The longer one gets to spend on succession planning, the smoother the transition process is likely to be. A lack of clarity in management (for a family business) leads to dysfunction. As it turns out, most families do not want to have conversations about mortality or illness. Add in the family pecking order with discussions about money, and you have a recipe for procrastination. Failure to discuss such matters can be both financially and emotionally devastating. Much like an estate plan is written to protect heirs from tax implications, there are dire consequences for families who do not discuss the management and financial ramifications of transition.
Every business should have a written strategic plan. Within the strategic plan, management can clarify its growth plan, financial targets and transition of ownership. A strategic plan and estate plan can and should be built in parallel.
A good succession plan can ensure that you have the funds you need to retire and that the business you have built continues to thrive in the hands of the next generation.
Strategic planning and succession planning are inextricably linked with succession planning being a subset of the strategic process.
The aim should be to maximize one’s wealth and, at the same time, deal with the key issues of succession, asset protection and inheritance including: Setting up a tight asset protection structure; rationalization of asset holdings and investments, incorporating a succession plan and gaining advice on wealth management.
There are many things to consider when preparing and implementing a succession plan, and the approach one ultimately takes should reflect one’s own personal goals, whether for an individual or a business founder or owner, as well as the specific nature of the business. As with taxes, technology, and legal contracts, seeking the assistance of a specialist can be a wise course of action.
Effective succession planning is an ongoing process. It should be started early and reviewed when the company’s or successor’s financial position changes.

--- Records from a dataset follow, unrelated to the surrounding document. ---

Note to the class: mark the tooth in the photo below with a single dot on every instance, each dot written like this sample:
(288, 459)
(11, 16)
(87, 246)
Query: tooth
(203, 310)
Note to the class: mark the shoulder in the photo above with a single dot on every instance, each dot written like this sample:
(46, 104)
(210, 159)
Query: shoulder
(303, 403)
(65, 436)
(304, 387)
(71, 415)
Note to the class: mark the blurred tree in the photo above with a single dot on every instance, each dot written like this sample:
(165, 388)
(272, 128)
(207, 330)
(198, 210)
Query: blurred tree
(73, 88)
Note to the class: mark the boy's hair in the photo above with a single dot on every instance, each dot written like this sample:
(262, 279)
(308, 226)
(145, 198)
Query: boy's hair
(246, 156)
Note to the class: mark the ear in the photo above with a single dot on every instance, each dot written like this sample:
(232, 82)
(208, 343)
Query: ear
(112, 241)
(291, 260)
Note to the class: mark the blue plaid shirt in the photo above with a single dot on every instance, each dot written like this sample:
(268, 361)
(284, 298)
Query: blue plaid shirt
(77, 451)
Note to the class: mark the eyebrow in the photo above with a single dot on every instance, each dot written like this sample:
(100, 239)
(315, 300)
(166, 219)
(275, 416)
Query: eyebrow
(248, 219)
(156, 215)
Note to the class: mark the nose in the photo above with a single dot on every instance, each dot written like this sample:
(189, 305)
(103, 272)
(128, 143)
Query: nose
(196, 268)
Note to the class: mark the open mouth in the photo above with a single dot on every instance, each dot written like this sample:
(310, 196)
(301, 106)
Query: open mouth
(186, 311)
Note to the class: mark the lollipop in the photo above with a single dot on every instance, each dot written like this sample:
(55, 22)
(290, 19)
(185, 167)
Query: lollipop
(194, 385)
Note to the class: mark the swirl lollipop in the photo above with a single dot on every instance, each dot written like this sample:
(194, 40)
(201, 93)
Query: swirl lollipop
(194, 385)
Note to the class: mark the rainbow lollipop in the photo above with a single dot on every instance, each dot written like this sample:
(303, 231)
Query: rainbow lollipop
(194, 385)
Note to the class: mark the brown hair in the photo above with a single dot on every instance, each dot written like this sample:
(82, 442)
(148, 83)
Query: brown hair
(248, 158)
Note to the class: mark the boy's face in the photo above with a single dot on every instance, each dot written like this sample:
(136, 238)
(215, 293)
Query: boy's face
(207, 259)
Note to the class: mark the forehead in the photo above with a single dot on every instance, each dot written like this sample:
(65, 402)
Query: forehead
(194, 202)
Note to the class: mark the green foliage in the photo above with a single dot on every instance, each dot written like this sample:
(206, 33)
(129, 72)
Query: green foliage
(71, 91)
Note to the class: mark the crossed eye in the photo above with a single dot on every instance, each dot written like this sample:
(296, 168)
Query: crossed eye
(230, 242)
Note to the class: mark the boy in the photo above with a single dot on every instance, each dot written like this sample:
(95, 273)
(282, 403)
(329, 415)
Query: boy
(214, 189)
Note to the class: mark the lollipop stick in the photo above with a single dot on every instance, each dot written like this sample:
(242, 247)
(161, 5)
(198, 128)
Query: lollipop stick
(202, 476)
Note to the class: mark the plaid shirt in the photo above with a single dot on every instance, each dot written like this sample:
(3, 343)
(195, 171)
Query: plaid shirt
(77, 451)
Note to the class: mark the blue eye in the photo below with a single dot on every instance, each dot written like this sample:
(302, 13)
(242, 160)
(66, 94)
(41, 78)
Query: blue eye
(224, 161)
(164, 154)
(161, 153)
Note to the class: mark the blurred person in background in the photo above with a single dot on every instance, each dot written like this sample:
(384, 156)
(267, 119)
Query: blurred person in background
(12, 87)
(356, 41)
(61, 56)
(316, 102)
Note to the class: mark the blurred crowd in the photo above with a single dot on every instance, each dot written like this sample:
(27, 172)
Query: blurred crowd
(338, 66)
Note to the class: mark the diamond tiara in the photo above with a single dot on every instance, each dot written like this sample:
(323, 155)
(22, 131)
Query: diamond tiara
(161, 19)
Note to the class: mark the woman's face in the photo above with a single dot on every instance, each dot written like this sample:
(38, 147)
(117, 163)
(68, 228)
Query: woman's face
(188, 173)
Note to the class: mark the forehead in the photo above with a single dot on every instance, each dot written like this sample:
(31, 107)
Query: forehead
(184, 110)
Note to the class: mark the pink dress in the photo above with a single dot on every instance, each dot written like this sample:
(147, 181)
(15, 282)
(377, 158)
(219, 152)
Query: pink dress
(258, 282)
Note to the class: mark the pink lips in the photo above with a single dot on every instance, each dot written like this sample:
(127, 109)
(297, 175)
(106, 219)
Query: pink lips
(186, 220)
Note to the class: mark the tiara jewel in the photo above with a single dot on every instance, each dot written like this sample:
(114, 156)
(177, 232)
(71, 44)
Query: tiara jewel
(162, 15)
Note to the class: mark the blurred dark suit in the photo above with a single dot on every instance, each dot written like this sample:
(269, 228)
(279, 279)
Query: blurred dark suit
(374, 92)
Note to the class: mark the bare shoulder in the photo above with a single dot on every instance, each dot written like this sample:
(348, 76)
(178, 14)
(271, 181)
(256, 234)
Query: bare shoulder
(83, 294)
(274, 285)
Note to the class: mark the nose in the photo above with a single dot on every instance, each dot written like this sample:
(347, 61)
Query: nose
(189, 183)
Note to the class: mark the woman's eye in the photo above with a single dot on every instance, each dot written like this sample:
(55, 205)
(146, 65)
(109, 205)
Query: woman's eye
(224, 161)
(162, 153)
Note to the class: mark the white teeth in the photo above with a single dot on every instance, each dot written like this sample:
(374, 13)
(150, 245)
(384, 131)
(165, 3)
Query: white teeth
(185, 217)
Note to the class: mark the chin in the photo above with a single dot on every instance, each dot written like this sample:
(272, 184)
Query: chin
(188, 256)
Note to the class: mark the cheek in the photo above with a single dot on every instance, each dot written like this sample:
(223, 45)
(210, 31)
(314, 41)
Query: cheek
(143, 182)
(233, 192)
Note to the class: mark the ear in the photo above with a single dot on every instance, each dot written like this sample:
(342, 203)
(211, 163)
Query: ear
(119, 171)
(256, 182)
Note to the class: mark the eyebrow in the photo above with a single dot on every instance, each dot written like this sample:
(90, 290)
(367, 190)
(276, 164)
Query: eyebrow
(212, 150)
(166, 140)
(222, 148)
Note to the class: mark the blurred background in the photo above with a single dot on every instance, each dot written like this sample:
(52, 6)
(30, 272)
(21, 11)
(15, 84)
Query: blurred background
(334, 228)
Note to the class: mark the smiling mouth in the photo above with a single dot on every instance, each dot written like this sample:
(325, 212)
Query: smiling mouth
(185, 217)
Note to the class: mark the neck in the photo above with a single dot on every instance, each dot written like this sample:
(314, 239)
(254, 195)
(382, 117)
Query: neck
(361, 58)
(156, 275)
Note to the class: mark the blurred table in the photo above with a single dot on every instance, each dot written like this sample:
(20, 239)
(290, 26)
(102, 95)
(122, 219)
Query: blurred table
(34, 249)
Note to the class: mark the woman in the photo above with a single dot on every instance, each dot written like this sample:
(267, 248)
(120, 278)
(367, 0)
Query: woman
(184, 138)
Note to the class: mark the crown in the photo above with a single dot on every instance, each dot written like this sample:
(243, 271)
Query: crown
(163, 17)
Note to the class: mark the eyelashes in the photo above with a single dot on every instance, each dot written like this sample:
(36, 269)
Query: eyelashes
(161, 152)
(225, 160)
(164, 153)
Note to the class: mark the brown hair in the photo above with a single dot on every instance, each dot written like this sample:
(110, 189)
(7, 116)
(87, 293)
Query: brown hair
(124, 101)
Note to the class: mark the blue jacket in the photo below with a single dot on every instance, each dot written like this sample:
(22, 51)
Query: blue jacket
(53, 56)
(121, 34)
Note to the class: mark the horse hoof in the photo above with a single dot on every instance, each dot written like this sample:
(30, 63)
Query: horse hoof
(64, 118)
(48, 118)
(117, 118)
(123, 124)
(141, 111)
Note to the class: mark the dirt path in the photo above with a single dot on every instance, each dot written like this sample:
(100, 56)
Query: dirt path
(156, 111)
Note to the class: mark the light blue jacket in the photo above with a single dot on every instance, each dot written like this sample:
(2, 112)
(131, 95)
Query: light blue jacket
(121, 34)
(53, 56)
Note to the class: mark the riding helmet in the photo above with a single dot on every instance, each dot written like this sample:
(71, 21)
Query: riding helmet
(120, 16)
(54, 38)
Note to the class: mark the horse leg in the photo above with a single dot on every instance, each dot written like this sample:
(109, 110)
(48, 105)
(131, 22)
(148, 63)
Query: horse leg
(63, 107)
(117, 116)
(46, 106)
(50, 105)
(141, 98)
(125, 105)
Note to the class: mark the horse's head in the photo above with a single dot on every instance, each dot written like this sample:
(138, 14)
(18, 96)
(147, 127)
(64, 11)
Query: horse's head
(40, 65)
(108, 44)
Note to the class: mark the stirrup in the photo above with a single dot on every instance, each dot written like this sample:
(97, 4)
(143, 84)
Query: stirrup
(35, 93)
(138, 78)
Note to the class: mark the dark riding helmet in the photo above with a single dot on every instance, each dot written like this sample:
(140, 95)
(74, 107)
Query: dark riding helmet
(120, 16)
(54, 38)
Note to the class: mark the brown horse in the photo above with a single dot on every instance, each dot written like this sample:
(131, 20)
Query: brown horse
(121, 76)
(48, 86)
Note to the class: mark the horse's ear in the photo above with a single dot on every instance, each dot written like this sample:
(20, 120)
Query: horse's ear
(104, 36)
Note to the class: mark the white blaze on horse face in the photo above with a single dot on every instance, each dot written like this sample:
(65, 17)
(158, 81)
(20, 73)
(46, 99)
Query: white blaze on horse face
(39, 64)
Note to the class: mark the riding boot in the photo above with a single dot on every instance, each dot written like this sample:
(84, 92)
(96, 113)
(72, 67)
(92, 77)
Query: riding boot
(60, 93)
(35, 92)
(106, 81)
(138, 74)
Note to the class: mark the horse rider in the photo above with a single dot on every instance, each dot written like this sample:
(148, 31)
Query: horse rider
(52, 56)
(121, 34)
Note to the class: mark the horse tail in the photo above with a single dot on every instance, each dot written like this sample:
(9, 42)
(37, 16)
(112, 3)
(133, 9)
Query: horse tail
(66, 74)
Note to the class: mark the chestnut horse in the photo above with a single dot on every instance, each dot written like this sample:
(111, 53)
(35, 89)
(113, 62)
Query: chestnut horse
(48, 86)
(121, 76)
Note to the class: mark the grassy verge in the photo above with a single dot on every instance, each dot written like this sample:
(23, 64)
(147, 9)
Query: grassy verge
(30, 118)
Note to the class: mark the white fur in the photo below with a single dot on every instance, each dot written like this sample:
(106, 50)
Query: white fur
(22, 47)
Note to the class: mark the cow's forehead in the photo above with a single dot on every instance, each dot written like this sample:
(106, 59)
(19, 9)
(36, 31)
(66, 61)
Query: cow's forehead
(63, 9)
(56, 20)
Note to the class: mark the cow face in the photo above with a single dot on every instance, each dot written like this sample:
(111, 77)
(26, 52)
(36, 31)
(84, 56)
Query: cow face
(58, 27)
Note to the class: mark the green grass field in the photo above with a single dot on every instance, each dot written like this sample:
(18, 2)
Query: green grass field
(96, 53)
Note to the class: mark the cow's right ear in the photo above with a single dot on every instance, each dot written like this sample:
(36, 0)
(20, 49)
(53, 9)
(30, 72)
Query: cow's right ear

It’s ideal for the business advisor to work with the personal financial advisor, as well as a lawyer and an accountant, to help manage options as a team. When working with trusts, in particular, it’s important to get advice from a financial expert because they can be complex. These professionals often become a repository of information on your company and can act as outside counsel when the new leadership comes in as well.
It’s important to mention here that managing wealth should be integral part of any comprehensive succession planning process. To successfully anticipate and plan for future needs, investment advisors must understand their clients’ attitudes and competencies including their overall investment goals and objectives; personal risk tolerance; level of knowledge relating to investing; current investment strategy and current investment portfolio.
The investment advisor will develop asset allocation models and help draft an investment policy statement.The investment advisor will provide information on money managers, and will help identify money managers who are ready to work within the bounds of the investment policy statement developed in the analysis and recommendation phase. On a periodic basis, detailed summaries of portfolio holdings and transactions, portfolio performance reports, and ongoing supervision of investment policy should be provided.
The hope for every retiring business owner is to experience seamless coordination of the plan by an investment advisor who is independent, tax sensitive, and understands the succession plan.